E poi c'è un fil rouge che viene direttamente dal 2016, meno evidente nei titoli dei giornali e delle televisioni, ma nei Maga rally di Trump è stato un tema costante, l'immigrazione.

... e quelli di Trump

Il 2016, il muro al confine con il Messico, il problema della frontiera e dell'immigrazione ritorna sempre. Ecco quello che è accaduto a migliaia di fan che ascoltavano Trump durante il comizio di Hickory, nella Carolina del Nord.

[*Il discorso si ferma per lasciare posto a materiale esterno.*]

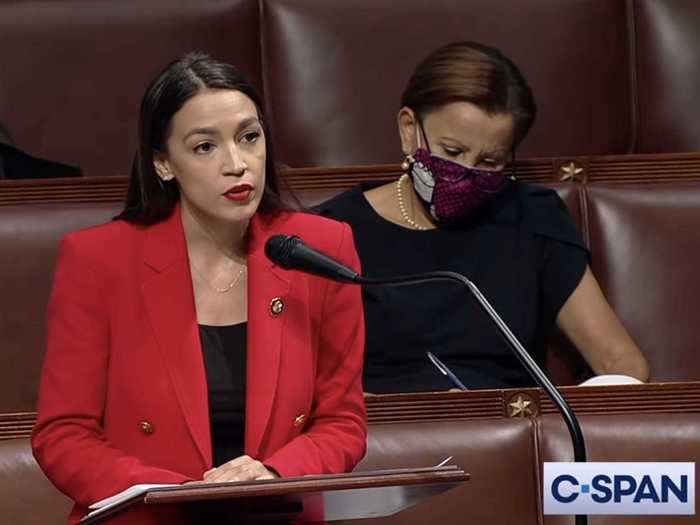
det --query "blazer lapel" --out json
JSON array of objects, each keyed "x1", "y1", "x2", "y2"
[
  {"x1": 245, "y1": 214, "x2": 290, "y2": 458},
  {"x1": 142, "y1": 206, "x2": 212, "y2": 468}
]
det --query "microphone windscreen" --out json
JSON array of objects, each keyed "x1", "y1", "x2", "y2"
[{"x1": 265, "y1": 235, "x2": 302, "y2": 269}]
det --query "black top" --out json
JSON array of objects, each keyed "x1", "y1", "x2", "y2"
[
  {"x1": 319, "y1": 182, "x2": 588, "y2": 393},
  {"x1": 199, "y1": 323, "x2": 247, "y2": 467}
]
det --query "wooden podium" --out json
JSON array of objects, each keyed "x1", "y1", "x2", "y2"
[{"x1": 80, "y1": 466, "x2": 469, "y2": 525}]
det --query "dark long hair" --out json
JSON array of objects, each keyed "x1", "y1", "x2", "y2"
[
  {"x1": 401, "y1": 42, "x2": 537, "y2": 149},
  {"x1": 115, "y1": 52, "x2": 285, "y2": 224}
]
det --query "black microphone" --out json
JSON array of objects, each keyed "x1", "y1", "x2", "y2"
[
  {"x1": 265, "y1": 235, "x2": 588, "y2": 525},
  {"x1": 265, "y1": 235, "x2": 359, "y2": 282}
]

 A un certo punto il presidente ha tirato fuori dalla giacca un foglio di carta e ha cominciato a recitare i versi di "The Snake", il serpente, una canzone di Al Wilson (un nero) che nel 1968 scalò le classifiche e che Trump aveva utilizzato in molti comizi del 2006. La canzone racconta la storia di una donna che salva un serpente dal gelo, lo porta a casa, lo scalda, lo nutre e poi viene morsa e uccisa dal rettile.
 
Il dialogo finale
 di "The Snake", la rivelazione dell'illusione, dell'inganno, dell'inesorabile corso della natura, è in questa strofa:

"Ti ho salvato", gridò quella donna 
"E mi hai anche morso, perché?" 
"E sai che il tuo morso è velenoso e ora morirò". 
"Oh sta' zitta, sciocca donna", disse il rettile con un sorriso 
"Sapevi dannatamente bene che ero un serpente prima di portarmi dentro".

La recitava nel 2016, Trump. Quel candidato per caso su cui nessuno allora scommetteva un dollaro. Un clown, nel migliore dei casi. E ora riecco l'inquietudine dei versi di "The Snake", quel Trump che dopo quattro anni non è cambiato e per i dem è solo peggiorato. Quelle strofe echeggiano di nuovo in un comizio di Trump, dopo gli attentati in Francia, e oggi in Austria. Sui social si è scatenata la tempesta, quella degli adoratori e quella degli avversari, gli haters ("è Trump il serpente") che denunciano come  l'uso di questi versi sia una inaccettabile metafora usata contro l'immigrazione, lo straniero, la materializzazione di un sibilante razzismo trumpiano. Un crotalo sotto un sasso nel deserto.

Siamo ancora una volta alla collisione delle due Americhe. E siamo  nella terra sconosciuta, piena di incognite, dell'Election Day. Siamo alla vigilia della fine e sappiamo che non sarà la fine, perché il 4 novembre comincia un'altra storia.

Addio o arrivederci?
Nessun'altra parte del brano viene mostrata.